Our idea of disease often seems attached to repression, individualism and stigma. Violence and epidemics are the result of group neglect and fear. I say we make terrorism happen everyday, in the violent growing disparity between the rich and poor, in the arrogance of the (temporarily) healthy and the acquiescent (self)victimization of the diseased and disabled.

No one can protect you from the petty violence of the everyday.

I never imagined I’d be hurrying on home in the dark evening with uneasiness. I, who grew up in a huge “unsafe” third world city and slutted it out in NYC and London. Or is it that old liberated queers get this way with age anyway when the novelty of liberation fades?

Never thought I’d be scared of touching a gay man or of being touched. The terrorism of HIV makes us do that.

I need an upper; I’ll take a two-shot cappuccino now.

Prohibition makes the body crave it harder, and bigger.

We tell each other the repressive tale that sex must be restrained, romantic, and sober against a backdrop of banal scandal, medical porn, video gaming, and potent street drugs.

I’ve been lectured about sucking with condoms (yuck!), smoking, eating too much and too spiced (resulting in a knee-jerk addiction to gruff smelly bears), and using street drugs.

They compliment me on adherence and compliance, while having made me into a bona fide drug user since the 1996 Canadian dispensation of anti-HIV drugs.

See the contradiction?

I’m so past the panic attack, having a caffeine delirium tremens.

This fall and winter, I will reduce my carbon print by negotiating openly unsafe sex.

I will interrupt some phony SM scene by getting naked and slapping the fetish bitch pretending to be daddy thus fucking up real good his finicky separation of top/bottom roles.

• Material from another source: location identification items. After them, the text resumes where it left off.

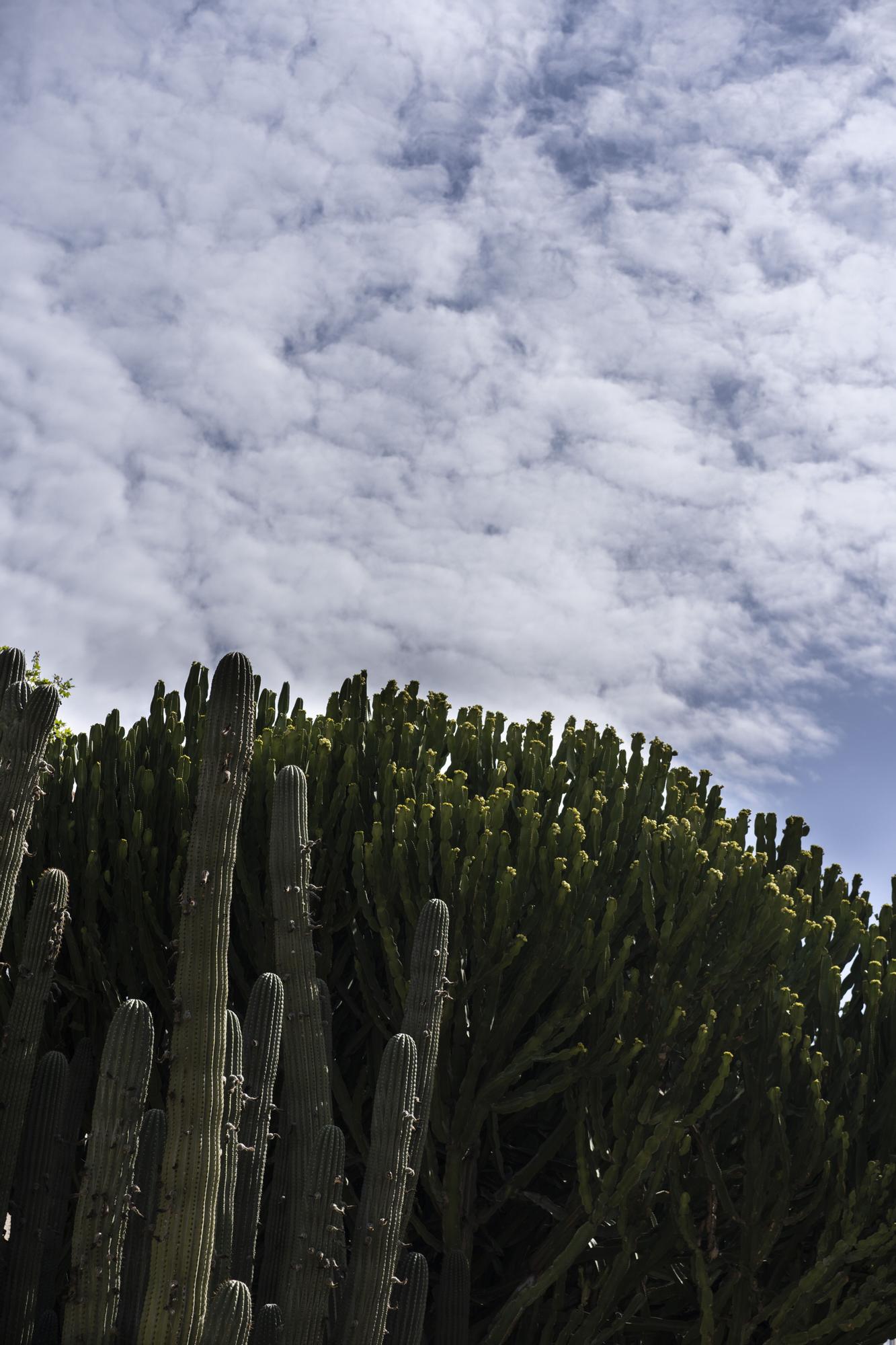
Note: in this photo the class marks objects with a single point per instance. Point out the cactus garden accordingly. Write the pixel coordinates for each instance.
(384, 1024)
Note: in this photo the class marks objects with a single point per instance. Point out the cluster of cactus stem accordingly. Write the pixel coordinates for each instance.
(181, 1270)
(654, 1106)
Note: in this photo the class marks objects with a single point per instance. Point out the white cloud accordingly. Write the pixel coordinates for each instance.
(541, 353)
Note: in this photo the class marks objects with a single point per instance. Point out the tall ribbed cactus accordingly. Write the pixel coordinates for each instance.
(229, 1320)
(28, 718)
(261, 1035)
(376, 1242)
(107, 1187)
(34, 1195)
(142, 1222)
(181, 1269)
(22, 1034)
(306, 1105)
(229, 1153)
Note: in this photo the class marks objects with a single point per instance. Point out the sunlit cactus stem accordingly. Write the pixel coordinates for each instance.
(107, 1186)
(182, 1258)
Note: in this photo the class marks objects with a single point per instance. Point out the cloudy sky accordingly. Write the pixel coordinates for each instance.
(538, 350)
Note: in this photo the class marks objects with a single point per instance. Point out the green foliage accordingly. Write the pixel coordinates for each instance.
(61, 731)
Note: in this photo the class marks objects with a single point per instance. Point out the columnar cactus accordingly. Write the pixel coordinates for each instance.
(142, 1222)
(229, 1320)
(22, 1034)
(107, 1187)
(80, 1085)
(380, 1223)
(261, 1034)
(28, 718)
(411, 1308)
(306, 1106)
(229, 1152)
(181, 1269)
(33, 1196)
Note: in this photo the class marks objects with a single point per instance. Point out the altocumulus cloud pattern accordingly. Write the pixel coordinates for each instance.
(541, 352)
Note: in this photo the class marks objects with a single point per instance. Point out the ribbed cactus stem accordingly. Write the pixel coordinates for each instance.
(229, 1320)
(306, 1104)
(135, 1268)
(423, 1022)
(25, 1024)
(411, 1309)
(377, 1234)
(80, 1089)
(268, 1327)
(452, 1303)
(261, 1035)
(313, 1277)
(33, 1196)
(107, 1187)
(181, 1269)
(229, 1152)
(28, 718)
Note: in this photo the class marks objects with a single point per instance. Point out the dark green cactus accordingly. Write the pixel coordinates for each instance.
(423, 1022)
(452, 1304)
(229, 1319)
(33, 1195)
(181, 1269)
(64, 1178)
(107, 1187)
(28, 718)
(48, 1330)
(221, 1269)
(142, 1219)
(380, 1223)
(268, 1327)
(24, 1028)
(314, 1270)
(411, 1308)
(261, 1058)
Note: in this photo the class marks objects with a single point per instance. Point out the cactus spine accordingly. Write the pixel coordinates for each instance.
(181, 1268)
(22, 1034)
(101, 1215)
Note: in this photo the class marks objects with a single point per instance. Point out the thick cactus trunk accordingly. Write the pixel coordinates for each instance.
(181, 1269)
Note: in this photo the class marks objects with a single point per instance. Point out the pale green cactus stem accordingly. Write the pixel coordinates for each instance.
(229, 1320)
(378, 1227)
(33, 1196)
(411, 1309)
(229, 1152)
(263, 1028)
(22, 1034)
(135, 1268)
(28, 718)
(306, 1105)
(423, 1020)
(313, 1274)
(181, 1268)
(107, 1187)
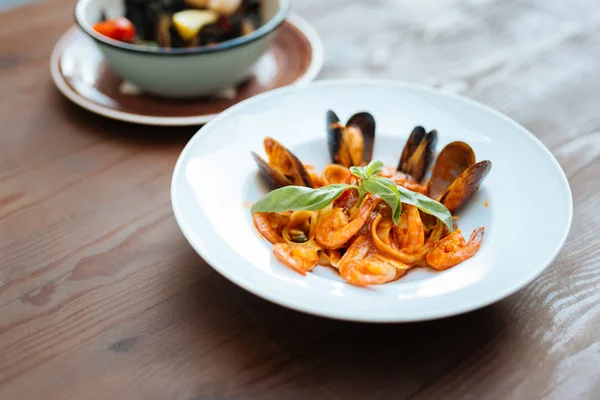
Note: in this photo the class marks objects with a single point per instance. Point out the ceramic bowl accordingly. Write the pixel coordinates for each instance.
(181, 73)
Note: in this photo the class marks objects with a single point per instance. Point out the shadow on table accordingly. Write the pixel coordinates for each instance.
(123, 131)
(350, 360)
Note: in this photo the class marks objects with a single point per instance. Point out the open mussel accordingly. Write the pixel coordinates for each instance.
(452, 161)
(463, 187)
(455, 175)
(283, 167)
(351, 144)
(418, 152)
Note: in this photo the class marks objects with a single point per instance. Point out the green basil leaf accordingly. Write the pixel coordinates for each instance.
(389, 193)
(374, 168)
(292, 198)
(426, 204)
(359, 172)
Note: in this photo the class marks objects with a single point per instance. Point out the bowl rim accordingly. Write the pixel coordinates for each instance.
(267, 28)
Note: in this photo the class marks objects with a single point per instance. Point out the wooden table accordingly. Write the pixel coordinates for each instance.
(101, 297)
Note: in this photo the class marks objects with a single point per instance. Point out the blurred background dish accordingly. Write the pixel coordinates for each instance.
(83, 75)
(167, 66)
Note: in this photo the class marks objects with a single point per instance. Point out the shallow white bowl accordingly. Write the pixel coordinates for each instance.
(181, 73)
(527, 216)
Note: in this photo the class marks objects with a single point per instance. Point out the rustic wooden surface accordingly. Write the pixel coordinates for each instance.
(101, 297)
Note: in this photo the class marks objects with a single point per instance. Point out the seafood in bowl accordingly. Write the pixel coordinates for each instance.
(371, 222)
(182, 23)
(177, 50)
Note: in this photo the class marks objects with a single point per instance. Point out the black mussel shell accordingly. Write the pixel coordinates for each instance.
(418, 153)
(334, 135)
(452, 161)
(465, 186)
(366, 123)
(274, 178)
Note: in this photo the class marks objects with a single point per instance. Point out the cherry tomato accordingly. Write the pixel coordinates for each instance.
(119, 28)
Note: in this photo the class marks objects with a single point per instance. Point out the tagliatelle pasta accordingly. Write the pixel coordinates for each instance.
(370, 222)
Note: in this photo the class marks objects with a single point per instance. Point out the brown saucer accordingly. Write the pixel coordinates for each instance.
(81, 74)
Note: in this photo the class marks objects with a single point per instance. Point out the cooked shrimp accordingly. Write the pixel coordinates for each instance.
(362, 266)
(410, 232)
(402, 256)
(270, 225)
(335, 173)
(347, 200)
(302, 258)
(453, 249)
(334, 228)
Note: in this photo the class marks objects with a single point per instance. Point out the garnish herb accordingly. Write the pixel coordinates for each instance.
(293, 198)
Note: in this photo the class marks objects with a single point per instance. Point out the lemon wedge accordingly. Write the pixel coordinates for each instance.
(189, 22)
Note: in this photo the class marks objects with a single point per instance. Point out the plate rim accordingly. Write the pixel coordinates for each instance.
(309, 75)
(520, 283)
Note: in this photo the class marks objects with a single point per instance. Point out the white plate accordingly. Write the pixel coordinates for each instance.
(527, 218)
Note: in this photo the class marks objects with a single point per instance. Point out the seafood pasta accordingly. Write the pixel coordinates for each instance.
(370, 222)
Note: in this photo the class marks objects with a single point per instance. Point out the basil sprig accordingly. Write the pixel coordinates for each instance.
(293, 198)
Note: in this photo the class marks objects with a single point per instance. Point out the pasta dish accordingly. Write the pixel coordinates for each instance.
(369, 221)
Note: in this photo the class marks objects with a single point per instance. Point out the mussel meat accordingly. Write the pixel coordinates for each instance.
(417, 154)
(351, 144)
(283, 167)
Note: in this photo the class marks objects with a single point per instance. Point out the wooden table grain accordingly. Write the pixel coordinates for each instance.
(101, 297)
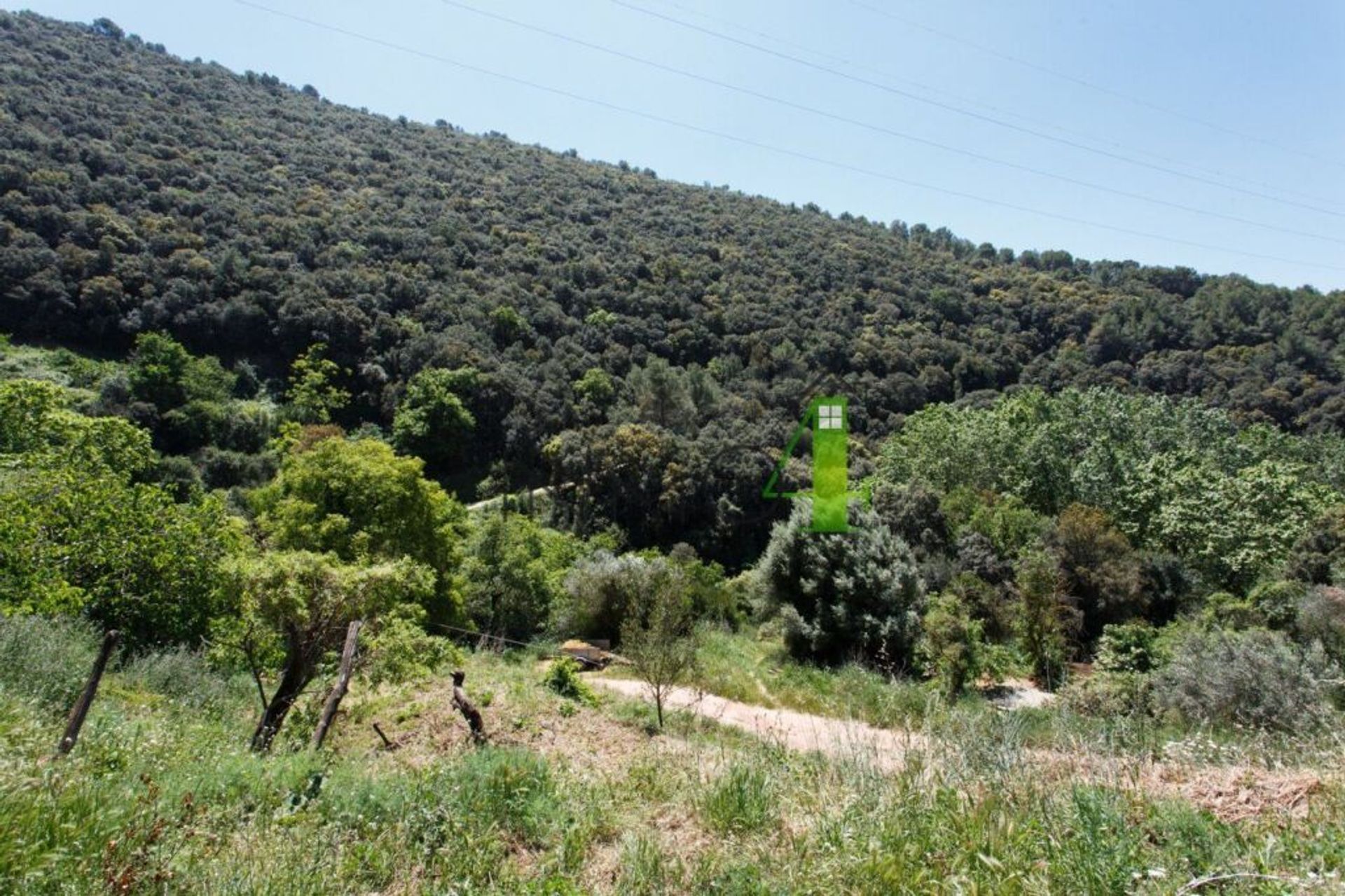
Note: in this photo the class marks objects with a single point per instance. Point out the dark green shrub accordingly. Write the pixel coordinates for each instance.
(46, 659)
(564, 678)
(1321, 621)
(1130, 647)
(843, 596)
(1277, 602)
(951, 645)
(1109, 693)
(1257, 678)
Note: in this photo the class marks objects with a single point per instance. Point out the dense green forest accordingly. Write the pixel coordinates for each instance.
(602, 310)
(276, 373)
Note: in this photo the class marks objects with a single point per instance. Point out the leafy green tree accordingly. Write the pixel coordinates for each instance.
(167, 375)
(843, 596)
(159, 371)
(432, 422)
(513, 574)
(951, 643)
(605, 590)
(1044, 623)
(659, 638)
(77, 535)
(596, 390)
(364, 502)
(307, 600)
(659, 394)
(314, 394)
(1099, 572)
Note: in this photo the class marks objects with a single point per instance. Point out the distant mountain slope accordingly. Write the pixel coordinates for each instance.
(251, 219)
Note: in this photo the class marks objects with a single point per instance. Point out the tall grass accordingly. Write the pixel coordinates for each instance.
(163, 797)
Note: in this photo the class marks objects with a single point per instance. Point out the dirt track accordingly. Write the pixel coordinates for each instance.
(1229, 792)
(792, 729)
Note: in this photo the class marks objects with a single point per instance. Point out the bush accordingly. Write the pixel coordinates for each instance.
(605, 590)
(401, 650)
(1277, 602)
(843, 596)
(182, 675)
(1321, 619)
(46, 659)
(1109, 693)
(953, 646)
(564, 678)
(1130, 647)
(1257, 678)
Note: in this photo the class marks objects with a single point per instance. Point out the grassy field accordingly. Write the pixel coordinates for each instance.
(162, 795)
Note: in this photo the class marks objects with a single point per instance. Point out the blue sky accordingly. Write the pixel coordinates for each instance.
(1241, 92)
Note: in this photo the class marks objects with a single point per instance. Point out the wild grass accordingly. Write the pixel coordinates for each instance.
(163, 797)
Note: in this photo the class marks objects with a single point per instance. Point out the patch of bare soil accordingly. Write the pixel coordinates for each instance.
(1229, 793)
(1017, 693)
(796, 731)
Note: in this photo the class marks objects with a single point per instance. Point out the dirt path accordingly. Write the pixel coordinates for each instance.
(803, 732)
(1229, 792)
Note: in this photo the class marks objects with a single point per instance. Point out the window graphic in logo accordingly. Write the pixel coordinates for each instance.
(830, 422)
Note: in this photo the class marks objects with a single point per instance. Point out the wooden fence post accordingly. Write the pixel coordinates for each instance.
(470, 712)
(347, 659)
(81, 710)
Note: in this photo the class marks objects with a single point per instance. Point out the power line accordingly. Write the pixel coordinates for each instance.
(920, 85)
(1091, 85)
(757, 144)
(883, 130)
(969, 113)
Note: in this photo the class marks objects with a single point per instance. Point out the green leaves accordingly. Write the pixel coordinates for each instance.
(314, 396)
(318, 593)
(359, 501)
(432, 422)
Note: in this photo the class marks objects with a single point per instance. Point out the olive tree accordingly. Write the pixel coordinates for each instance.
(305, 600)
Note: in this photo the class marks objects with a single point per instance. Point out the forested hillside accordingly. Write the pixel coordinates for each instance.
(603, 314)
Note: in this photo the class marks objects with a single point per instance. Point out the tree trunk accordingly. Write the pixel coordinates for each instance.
(347, 659)
(81, 710)
(299, 672)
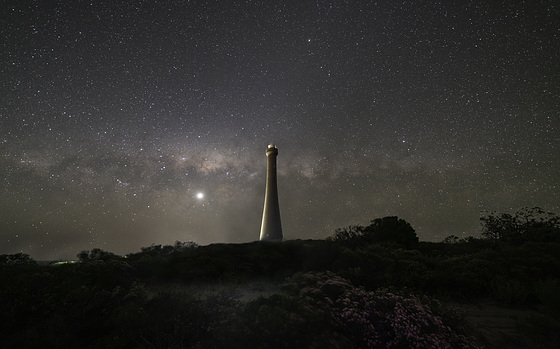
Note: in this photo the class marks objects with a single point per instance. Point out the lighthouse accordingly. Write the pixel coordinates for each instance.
(271, 228)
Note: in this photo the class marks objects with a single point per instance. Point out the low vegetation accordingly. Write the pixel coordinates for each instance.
(371, 286)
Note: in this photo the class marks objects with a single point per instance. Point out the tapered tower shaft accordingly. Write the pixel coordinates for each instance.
(271, 227)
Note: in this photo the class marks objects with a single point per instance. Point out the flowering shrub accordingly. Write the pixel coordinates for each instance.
(380, 319)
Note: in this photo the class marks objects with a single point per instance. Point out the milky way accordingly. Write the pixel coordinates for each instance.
(115, 116)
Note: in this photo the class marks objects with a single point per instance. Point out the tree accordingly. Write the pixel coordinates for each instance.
(381, 230)
(391, 230)
(96, 254)
(527, 224)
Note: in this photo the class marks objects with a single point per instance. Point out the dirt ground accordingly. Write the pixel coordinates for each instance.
(503, 327)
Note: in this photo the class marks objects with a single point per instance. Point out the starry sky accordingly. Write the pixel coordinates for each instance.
(130, 123)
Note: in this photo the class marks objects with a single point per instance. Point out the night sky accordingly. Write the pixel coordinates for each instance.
(128, 123)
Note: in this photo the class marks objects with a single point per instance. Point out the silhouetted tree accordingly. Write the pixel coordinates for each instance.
(96, 254)
(381, 230)
(393, 230)
(527, 224)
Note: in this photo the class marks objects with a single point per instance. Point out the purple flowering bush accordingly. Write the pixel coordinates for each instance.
(382, 319)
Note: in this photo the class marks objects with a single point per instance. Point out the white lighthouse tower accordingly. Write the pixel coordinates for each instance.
(271, 227)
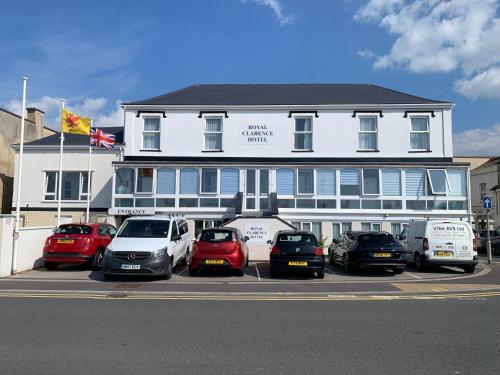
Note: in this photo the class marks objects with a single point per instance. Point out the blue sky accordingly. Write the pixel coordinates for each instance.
(98, 53)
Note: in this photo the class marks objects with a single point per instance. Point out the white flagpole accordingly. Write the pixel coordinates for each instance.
(19, 182)
(89, 173)
(59, 176)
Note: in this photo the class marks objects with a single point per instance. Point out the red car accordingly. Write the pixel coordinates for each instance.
(78, 244)
(219, 248)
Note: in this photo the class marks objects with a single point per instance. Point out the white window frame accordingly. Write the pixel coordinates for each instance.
(428, 132)
(368, 132)
(205, 132)
(151, 132)
(432, 186)
(363, 183)
(217, 177)
(295, 132)
(137, 181)
(313, 180)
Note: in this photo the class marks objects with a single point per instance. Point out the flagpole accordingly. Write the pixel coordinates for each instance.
(19, 182)
(59, 176)
(89, 173)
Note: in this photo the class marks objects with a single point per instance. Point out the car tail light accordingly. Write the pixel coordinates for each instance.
(275, 250)
(426, 244)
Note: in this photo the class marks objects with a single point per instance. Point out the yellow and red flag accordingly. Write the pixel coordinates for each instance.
(72, 123)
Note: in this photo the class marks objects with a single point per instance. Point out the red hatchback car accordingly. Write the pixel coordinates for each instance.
(219, 248)
(78, 244)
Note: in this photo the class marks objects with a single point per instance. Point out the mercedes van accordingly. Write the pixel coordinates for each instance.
(441, 243)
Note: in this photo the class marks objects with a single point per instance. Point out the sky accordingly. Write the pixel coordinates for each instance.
(97, 54)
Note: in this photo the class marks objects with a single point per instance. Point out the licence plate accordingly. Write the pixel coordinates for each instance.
(131, 266)
(295, 263)
(65, 241)
(214, 261)
(443, 253)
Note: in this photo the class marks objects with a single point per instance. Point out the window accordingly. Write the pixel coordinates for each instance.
(349, 182)
(325, 182)
(151, 133)
(368, 133)
(144, 180)
(438, 181)
(419, 134)
(285, 182)
(213, 134)
(165, 181)
(189, 181)
(209, 180)
(124, 181)
(50, 186)
(303, 133)
(371, 182)
(305, 181)
(391, 182)
(229, 181)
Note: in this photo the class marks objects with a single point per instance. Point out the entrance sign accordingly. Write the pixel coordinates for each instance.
(256, 134)
(257, 232)
(124, 211)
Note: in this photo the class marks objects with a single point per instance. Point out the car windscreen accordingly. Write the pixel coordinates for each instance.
(376, 239)
(74, 229)
(297, 239)
(145, 229)
(216, 236)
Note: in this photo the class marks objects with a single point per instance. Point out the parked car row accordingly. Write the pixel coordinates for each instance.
(154, 245)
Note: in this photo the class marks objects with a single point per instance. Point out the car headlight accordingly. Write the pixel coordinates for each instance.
(159, 253)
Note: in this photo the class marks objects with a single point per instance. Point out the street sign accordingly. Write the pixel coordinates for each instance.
(487, 203)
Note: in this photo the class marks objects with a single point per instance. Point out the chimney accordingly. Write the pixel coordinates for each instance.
(37, 116)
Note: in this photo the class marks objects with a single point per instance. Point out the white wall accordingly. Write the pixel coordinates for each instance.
(335, 134)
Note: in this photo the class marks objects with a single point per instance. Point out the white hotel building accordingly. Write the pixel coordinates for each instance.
(323, 157)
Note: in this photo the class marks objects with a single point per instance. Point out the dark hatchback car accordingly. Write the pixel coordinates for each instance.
(296, 251)
(354, 250)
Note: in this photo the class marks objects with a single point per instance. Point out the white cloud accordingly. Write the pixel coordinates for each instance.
(96, 108)
(478, 142)
(277, 8)
(439, 36)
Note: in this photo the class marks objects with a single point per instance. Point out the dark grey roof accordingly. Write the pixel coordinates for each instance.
(284, 94)
(76, 139)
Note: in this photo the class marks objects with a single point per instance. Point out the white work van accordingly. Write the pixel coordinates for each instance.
(440, 242)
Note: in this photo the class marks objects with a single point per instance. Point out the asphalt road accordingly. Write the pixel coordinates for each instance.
(71, 336)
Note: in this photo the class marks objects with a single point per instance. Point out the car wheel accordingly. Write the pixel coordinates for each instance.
(469, 269)
(347, 266)
(419, 263)
(51, 265)
(97, 259)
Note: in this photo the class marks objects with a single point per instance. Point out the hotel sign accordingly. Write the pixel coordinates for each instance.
(130, 211)
(255, 134)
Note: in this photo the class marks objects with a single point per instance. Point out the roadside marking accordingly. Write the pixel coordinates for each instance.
(415, 276)
(258, 273)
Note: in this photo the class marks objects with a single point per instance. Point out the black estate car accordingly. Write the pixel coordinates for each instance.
(296, 251)
(354, 250)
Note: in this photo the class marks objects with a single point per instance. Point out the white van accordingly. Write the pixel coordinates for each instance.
(440, 242)
(147, 245)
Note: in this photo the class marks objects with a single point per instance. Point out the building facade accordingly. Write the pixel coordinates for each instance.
(326, 158)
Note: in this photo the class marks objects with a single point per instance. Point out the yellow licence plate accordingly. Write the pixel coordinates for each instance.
(65, 241)
(294, 263)
(214, 261)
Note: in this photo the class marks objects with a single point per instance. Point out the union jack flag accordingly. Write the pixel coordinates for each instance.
(100, 139)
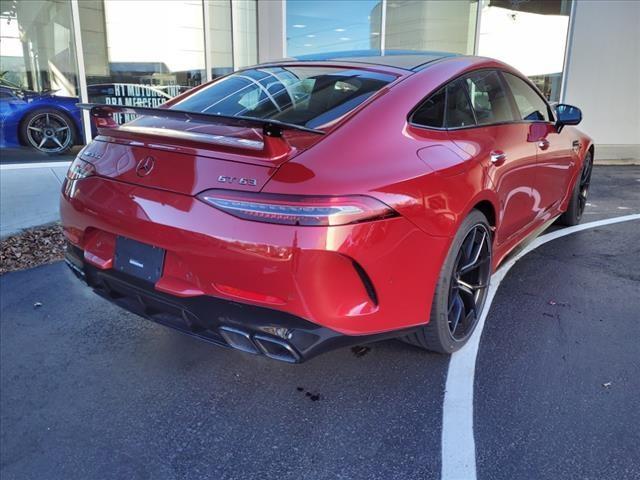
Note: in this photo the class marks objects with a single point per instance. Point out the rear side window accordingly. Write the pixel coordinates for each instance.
(448, 107)
(489, 98)
(431, 112)
(530, 106)
(303, 95)
(458, 113)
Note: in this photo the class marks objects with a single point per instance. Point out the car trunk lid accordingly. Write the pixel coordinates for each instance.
(188, 153)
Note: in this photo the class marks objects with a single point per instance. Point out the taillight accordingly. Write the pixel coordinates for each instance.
(80, 169)
(297, 210)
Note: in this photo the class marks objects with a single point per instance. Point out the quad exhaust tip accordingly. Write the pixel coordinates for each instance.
(271, 347)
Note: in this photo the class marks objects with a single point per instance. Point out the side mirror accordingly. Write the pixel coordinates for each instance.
(567, 115)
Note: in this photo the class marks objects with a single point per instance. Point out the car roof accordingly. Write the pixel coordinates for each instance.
(410, 60)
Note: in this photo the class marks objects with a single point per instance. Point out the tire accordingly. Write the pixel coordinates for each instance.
(49, 131)
(440, 335)
(578, 201)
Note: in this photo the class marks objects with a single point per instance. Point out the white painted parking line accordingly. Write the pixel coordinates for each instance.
(458, 442)
(22, 166)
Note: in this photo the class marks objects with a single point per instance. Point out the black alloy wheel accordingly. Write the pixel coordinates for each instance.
(461, 290)
(579, 194)
(469, 283)
(49, 131)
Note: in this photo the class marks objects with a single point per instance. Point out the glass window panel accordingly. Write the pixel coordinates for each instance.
(317, 26)
(245, 33)
(489, 98)
(447, 26)
(306, 96)
(38, 77)
(459, 113)
(138, 54)
(530, 105)
(531, 36)
(431, 112)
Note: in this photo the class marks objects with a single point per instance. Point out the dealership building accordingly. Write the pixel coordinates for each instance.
(142, 52)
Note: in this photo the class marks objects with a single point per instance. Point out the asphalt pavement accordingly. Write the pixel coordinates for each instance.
(89, 391)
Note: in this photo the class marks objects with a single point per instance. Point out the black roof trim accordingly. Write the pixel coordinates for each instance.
(410, 60)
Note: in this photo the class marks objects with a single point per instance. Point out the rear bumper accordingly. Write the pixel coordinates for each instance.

I’ll love the working men in my ‘hood. If given half a chance, I’ll eat alive one of those geeky white boys selling memberships into global causes at the corner (not without a good scrubbing under the drizzle first).

I will fist a turkey or two. I’ll perform fellatio on toys imported from China. Most importantly, I will hug an infected queer on World AIDS Day until he oozes fluids and then I’ll lick it all with my raw tongue.

I sip the coffee dregs and begin my Eastside Culture Crawl; surely it will make my spirits soar into the new season.